SECTION 3. Conditions Precedent to Additional Tranche A Commitments. The obligations of the Increasing Tranche A Lenders to provide additional Tranche A Commitments on the Amendment No. 2 Effective Date shall be subject to the satisfaction or waiver of the following conditions precedent:
(a) On the Amendment No. 2 Effective Date, each of the conditions set forth in Section 10.2 of the Credit Agreement shall be satisfied and the Administrative Agent shall have received a certificate to that effect dated as of the Amendment No. 2 Effective Date and signed by a Responsible Officer of each Borrower.
(b) The Administrative Agent shall have received (with sufficient copies for each Increasing Tranche A Lender) such legal opinions, board resolutions and other closing certificates and documentation as shall be reasonably required by the Increasing Tranche A Lenders, in each case consistent with those delivered on the Closing Date under Section 10.1 of the Credit Agreement.

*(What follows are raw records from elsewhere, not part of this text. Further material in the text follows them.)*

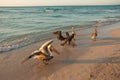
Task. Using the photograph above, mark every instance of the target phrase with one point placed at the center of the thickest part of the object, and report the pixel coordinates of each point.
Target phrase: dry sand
(86, 61)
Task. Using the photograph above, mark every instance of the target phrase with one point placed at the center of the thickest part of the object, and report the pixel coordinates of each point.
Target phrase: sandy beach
(86, 61)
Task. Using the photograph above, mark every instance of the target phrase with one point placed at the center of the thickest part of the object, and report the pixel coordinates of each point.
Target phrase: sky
(56, 2)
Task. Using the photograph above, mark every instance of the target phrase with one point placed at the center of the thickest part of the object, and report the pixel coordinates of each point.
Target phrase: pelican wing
(44, 48)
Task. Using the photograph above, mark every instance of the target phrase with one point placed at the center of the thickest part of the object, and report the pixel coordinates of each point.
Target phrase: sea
(25, 25)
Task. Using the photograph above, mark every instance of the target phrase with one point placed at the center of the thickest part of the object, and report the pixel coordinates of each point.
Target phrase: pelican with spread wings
(44, 53)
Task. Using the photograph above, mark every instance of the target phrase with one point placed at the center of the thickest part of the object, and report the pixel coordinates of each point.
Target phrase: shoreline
(80, 62)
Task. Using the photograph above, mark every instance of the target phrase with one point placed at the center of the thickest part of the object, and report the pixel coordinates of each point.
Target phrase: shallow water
(21, 26)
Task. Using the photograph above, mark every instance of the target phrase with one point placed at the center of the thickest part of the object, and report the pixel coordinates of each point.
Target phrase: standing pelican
(94, 34)
(44, 53)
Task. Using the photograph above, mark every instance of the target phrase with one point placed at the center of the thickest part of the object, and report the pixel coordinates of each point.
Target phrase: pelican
(94, 34)
(44, 53)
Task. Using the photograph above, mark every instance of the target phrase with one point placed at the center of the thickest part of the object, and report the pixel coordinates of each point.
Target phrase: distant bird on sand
(94, 34)
(44, 53)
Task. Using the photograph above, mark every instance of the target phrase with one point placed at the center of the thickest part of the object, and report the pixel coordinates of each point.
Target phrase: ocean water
(21, 26)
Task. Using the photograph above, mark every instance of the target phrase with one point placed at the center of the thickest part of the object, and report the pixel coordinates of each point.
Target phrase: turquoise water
(21, 26)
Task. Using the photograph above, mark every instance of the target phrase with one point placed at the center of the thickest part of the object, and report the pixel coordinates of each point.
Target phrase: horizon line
(60, 5)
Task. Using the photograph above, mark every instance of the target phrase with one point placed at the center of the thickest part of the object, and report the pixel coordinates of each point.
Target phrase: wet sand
(86, 61)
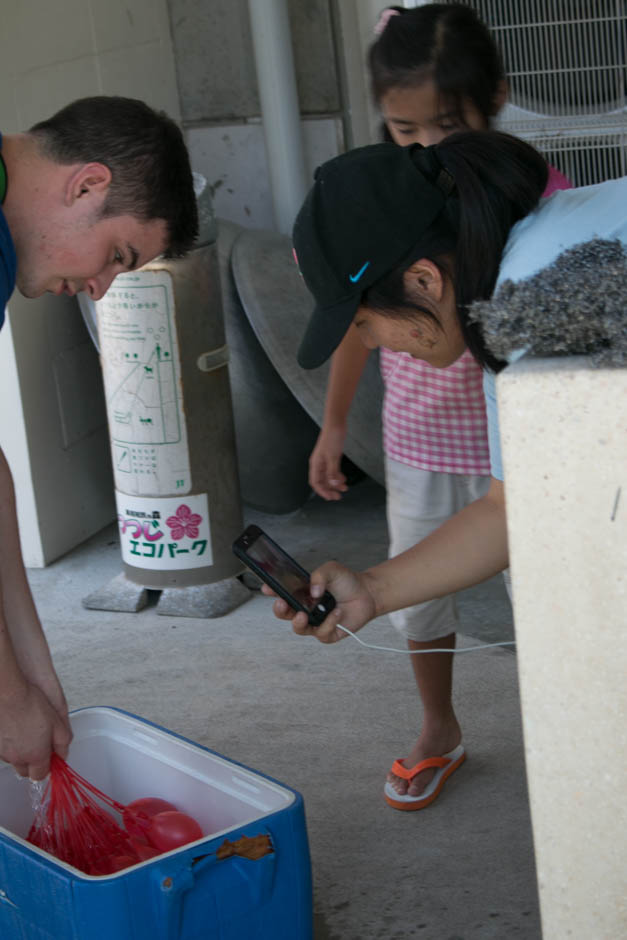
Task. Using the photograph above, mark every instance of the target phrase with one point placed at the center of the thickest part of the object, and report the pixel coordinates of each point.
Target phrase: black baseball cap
(363, 216)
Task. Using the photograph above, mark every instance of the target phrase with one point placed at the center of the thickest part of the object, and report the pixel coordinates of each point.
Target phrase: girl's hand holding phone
(355, 603)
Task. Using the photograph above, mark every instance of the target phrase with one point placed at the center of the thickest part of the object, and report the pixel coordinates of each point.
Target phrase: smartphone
(285, 576)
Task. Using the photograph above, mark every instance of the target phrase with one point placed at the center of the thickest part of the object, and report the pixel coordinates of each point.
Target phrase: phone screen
(280, 566)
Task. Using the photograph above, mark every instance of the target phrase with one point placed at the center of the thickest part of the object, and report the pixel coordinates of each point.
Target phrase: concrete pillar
(564, 437)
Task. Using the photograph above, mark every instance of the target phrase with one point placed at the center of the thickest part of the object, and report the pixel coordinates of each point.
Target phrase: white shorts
(418, 502)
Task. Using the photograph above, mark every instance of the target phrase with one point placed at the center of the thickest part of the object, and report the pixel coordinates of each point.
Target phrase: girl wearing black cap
(430, 231)
(435, 70)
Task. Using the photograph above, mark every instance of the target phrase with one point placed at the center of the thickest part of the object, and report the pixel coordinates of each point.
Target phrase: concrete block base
(118, 594)
(203, 600)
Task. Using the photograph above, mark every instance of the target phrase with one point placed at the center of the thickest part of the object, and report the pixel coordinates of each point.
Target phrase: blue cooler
(186, 894)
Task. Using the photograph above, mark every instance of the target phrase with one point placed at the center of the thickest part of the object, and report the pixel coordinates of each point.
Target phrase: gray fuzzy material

(c) All fees and other amounts due and payable to the Administrative Agent or any Increasing Tranche A Lender on or prior to the Amendment No. 2 Effective Date, including, to the extent invoiced, reimbursement or payment of all out-of-pocket expenses required to be reimbursed or paid by the Borrowers hereunder or under any other Loan Document shall have been paid.

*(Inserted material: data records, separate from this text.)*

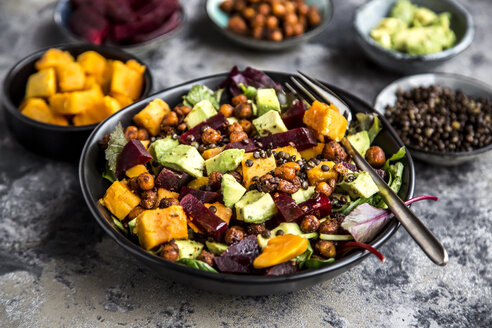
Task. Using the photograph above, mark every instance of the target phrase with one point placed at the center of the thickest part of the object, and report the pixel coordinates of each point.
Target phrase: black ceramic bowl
(369, 15)
(60, 142)
(94, 187)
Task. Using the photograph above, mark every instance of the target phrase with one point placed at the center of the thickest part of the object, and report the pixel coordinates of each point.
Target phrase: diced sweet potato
(119, 199)
(316, 174)
(155, 227)
(326, 120)
(260, 167)
(151, 116)
(70, 76)
(41, 84)
(126, 80)
(53, 58)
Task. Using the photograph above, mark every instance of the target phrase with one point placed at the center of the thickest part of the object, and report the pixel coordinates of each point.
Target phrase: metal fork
(304, 86)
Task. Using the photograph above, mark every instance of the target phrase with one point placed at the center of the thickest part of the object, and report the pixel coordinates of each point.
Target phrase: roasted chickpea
(206, 257)
(325, 248)
(166, 202)
(131, 132)
(310, 223)
(375, 156)
(237, 100)
(145, 181)
(234, 235)
(329, 226)
(170, 251)
(226, 110)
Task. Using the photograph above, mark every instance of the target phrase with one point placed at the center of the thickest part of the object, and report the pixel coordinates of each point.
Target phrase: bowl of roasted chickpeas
(270, 24)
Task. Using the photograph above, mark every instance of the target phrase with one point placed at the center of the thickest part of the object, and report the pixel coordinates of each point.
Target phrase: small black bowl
(93, 187)
(59, 142)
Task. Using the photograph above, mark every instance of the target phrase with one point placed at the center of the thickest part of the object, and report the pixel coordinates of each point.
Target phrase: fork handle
(431, 246)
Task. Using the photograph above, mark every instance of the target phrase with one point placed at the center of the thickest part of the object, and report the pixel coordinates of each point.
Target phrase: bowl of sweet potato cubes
(55, 97)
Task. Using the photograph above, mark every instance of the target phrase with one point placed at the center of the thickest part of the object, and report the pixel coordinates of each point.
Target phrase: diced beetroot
(203, 218)
(287, 207)
(172, 180)
(133, 153)
(319, 206)
(89, 24)
(282, 269)
(293, 116)
(217, 122)
(248, 145)
(201, 195)
(239, 257)
(302, 138)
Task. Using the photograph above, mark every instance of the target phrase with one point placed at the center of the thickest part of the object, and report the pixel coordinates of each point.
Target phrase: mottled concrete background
(58, 269)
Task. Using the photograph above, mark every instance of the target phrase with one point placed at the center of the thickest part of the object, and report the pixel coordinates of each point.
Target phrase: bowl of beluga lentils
(444, 119)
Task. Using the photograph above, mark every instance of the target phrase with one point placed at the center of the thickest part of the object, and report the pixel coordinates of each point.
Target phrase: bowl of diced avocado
(413, 36)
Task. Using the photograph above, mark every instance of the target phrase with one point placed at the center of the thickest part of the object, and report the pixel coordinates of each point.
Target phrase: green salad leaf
(116, 143)
(196, 264)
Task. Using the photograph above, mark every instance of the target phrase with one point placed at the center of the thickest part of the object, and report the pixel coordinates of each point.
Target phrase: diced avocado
(360, 141)
(266, 100)
(200, 112)
(160, 146)
(184, 158)
(269, 123)
(232, 191)
(362, 186)
(226, 161)
(255, 207)
(216, 248)
(303, 194)
(286, 227)
(188, 249)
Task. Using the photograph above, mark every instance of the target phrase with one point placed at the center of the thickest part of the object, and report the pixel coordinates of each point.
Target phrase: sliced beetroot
(217, 122)
(282, 269)
(203, 218)
(239, 257)
(294, 115)
(172, 180)
(133, 153)
(287, 207)
(201, 195)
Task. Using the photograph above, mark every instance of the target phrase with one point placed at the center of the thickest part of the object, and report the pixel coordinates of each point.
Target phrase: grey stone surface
(58, 269)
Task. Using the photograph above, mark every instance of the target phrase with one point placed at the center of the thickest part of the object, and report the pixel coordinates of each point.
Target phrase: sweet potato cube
(126, 80)
(260, 167)
(159, 226)
(120, 200)
(92, 63)
(316, 174)
(326, 120)
(71, 77)
(151, 116)
(41, 84)
(53, 58)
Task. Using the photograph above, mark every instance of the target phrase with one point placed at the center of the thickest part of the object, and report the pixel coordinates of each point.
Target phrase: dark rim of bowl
(137, 251)
(475, 82)
(459, 47)
(9, 104)
(163, 37)
(307, 35)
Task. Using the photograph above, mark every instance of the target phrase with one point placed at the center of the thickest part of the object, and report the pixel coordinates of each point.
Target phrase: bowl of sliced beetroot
(135, 26)
(237, 187)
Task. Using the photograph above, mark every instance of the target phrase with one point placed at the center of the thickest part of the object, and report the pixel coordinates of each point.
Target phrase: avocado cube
(362, 186)
(226, 161)
(255, 207)
(232, 191)
(269, 123)
(200, 112)
(266, 100)
(184, 158)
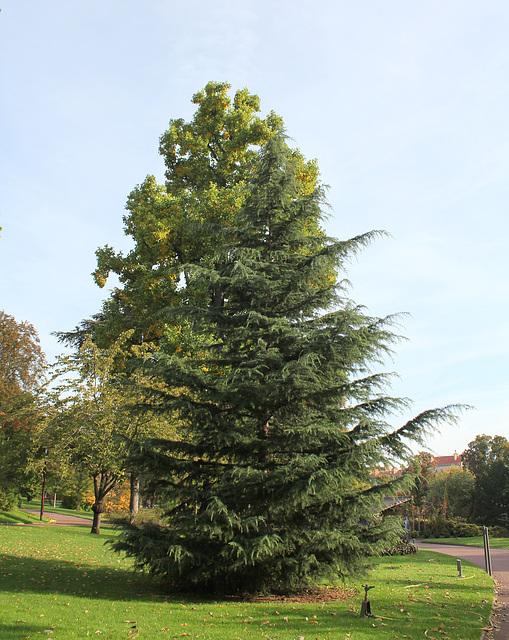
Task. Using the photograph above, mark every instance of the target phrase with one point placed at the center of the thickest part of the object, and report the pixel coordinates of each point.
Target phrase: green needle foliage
(270, 488)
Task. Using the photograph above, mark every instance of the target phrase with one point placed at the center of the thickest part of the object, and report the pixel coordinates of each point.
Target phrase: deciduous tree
(93, 421)
(488, 459)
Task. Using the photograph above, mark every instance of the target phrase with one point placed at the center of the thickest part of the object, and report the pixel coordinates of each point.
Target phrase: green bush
(403, 548)
(9, 499)
(440, 527)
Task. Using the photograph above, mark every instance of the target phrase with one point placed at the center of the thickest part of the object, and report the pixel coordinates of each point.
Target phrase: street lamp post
(44, 481)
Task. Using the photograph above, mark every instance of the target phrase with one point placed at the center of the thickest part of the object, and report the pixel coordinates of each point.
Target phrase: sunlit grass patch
(63, 583)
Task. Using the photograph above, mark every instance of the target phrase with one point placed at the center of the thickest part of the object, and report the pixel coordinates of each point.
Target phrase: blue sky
(403, 103)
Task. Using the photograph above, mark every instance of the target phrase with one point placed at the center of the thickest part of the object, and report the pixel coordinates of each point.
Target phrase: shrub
(9, 499)
(439, 527)
(403, 548)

SECTION 4. Representations and Warranties. To induce the other parties hereto to enter into this Amendment, Holdings and each Borrower represents and warrants to each of the Lenders, the Administrative Agent, the Letter of Credit Issuers and the Collateral Agent that, after giving effect to this Amendment, (a) the representations and warranties set forth in Article 8 of the Credit Agreement are true and correct in all material respects on and as of the date hereof, except to the extent such representations and warranties expressly relate to an earlier date; and (b) no Default or Event of Default has occurred and is continuing.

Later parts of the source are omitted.